Или, быть может, зачатие и рождение его сына явились своего рода защитой от возможных посягательств с моей стороны,
Это сейчас смешение прошлого безоглядного увлечения Юнгом с трезвыми, сиюминутно возникающими мыслями по поводу некогда происходившего смущают и бередят душу. А тогда, в конце 1909 и последующих двух лет, я пребывала в таком возбужденном и радостном состоянии от переполнявшей меня любви к Юнгу, что ни о чем другом я просто не могла думать.
Любовь к нему наполняла меня безумным жаром. Это был потрясающий, можно сказать, опаляющий меня изнутри жар любви, который все время рвался наружу. Он требовал от меня неимоверной стойкости духа, ибо мог, вырвавшись на простор нашей обоюдной с Юнгом любви, или доставить нам обоим величайшее наслаждение, или сжечь нас дотла.
Мне трудно было сопротивляться неистовству Юнга. Я позволяла ему целовать каждый мой пальчик и прижималась к его губам, теряя сознание от любви. И это все делала я, обычно такая рассудительная и предусмотрительная. А потом, после его ухода, я долго пребывала в блаженном, полуобморочном состоянии, постоянно ощущая вкус его терпкого поцелуя.
Этот вкус преследовал меня и днем, и ночью. Он не давал мне покоя, теребил душу, вызывал дрожь в теле. Я уже не могла отличить свои фантазии и грезы от действительности, которая оказалась такой манящей, желанной и опаляющей, что, казалось, еще немного, и мы с Юнгом, позабыв все на свете, сольемся в страстном экстазе.
Однажды, в очередной раз целуя мне руки, Юнг сказал, что для нас обоих наступает новая эра.
Что он имел в виду?
Свое окончательное решение, завершившее изматывающую его борьбу с самим собой?

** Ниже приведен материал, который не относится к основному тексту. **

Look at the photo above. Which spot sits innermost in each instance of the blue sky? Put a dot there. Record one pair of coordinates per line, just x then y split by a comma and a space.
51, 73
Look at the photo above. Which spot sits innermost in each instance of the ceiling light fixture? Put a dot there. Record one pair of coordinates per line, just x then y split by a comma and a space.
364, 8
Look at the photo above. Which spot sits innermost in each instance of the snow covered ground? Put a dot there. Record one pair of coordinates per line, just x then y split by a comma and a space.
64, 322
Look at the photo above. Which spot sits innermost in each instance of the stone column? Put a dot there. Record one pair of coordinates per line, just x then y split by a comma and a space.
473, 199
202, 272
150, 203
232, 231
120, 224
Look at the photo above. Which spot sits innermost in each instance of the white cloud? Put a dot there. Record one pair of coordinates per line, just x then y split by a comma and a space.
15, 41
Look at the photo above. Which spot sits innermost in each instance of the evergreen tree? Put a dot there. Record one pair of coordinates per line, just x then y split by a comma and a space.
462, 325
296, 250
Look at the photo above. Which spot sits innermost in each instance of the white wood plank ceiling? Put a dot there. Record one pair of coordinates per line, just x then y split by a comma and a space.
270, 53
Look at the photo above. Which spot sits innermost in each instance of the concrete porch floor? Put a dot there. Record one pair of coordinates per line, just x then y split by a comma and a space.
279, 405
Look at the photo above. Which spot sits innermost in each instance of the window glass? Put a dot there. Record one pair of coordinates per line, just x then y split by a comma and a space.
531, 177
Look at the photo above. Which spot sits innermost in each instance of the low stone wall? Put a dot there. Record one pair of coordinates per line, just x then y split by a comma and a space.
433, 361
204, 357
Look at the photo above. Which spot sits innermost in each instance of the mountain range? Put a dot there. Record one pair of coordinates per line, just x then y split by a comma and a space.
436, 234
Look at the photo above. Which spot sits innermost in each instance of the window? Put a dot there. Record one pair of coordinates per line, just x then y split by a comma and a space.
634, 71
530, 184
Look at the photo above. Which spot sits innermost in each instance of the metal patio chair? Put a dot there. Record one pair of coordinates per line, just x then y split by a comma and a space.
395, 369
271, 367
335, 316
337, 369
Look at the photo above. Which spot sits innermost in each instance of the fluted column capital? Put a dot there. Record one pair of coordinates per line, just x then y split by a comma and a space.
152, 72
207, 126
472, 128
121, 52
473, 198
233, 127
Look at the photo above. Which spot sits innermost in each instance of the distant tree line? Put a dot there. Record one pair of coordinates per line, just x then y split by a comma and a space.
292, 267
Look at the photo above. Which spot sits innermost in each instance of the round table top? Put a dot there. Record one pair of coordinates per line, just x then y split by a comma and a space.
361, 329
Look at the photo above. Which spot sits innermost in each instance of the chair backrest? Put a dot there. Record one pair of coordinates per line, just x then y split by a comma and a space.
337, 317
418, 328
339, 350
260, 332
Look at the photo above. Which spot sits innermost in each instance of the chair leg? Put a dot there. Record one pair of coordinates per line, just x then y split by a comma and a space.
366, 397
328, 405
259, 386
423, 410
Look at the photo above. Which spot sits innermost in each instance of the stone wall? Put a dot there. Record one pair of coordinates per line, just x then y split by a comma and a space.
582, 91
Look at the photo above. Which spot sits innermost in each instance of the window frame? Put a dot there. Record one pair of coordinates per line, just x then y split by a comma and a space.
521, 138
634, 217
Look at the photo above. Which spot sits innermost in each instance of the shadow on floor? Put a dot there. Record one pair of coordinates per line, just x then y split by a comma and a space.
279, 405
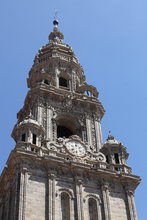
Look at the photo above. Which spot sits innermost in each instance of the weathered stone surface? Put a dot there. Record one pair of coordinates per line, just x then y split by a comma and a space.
59, 168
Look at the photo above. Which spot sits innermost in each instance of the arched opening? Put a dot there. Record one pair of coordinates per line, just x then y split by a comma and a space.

Желание осчастливить меня, раскрыв передо мной тот мир неистовых отношений между мужчиной и женщиной, которые он познал сам и теперь был готов ввести в этот мир и меня?
Помнится, Юнг как-то говорил о своем, как он выразился, замечательном прозрении. Я не сразу поняла, о каком прозрении идет речь, но он недвусмысленно пояснил мне суть своего открытия.
Это было еще до инцидента, который, слава Богу, получил благополучное разрешение. Я пребывала в глубокой депрессии и с надеждой ждала Юнга. Он пришел ко мне возбужденный и сияющий от удовольствия. Заметив мое удрученное состояние, он чрезвычайно эмоционально стал говорить об одном своем пациенте, Отто Гроссе, и о том замечательном прозрении, которое пришло к нему. Речь шла о полигамии как целительном средстве, способствующем не только снятию внутренних напряжений и конфликтов, но и лечению психических, а также психосоматических расстройств.
В тот раз Юнг впервые, пожалуй, озвучил мысль, что больше не хочет подавлять свое чувство по отношению ко мне. При этом он признался, что я являюсь его первой и самой дорогой подругой.
Прозрение Юнга не получило немедленного претворения в реальность. Я не была готова к такому повороту событий, хотя в моих фантазиях он давно был моим любовником.
Позднее инцидент с гнусной сплетней на несколько месяцев заслонил «замечательное прозрение» Юнга. Ему и мне было не до того, чтобы размышлять о пользе моногамии.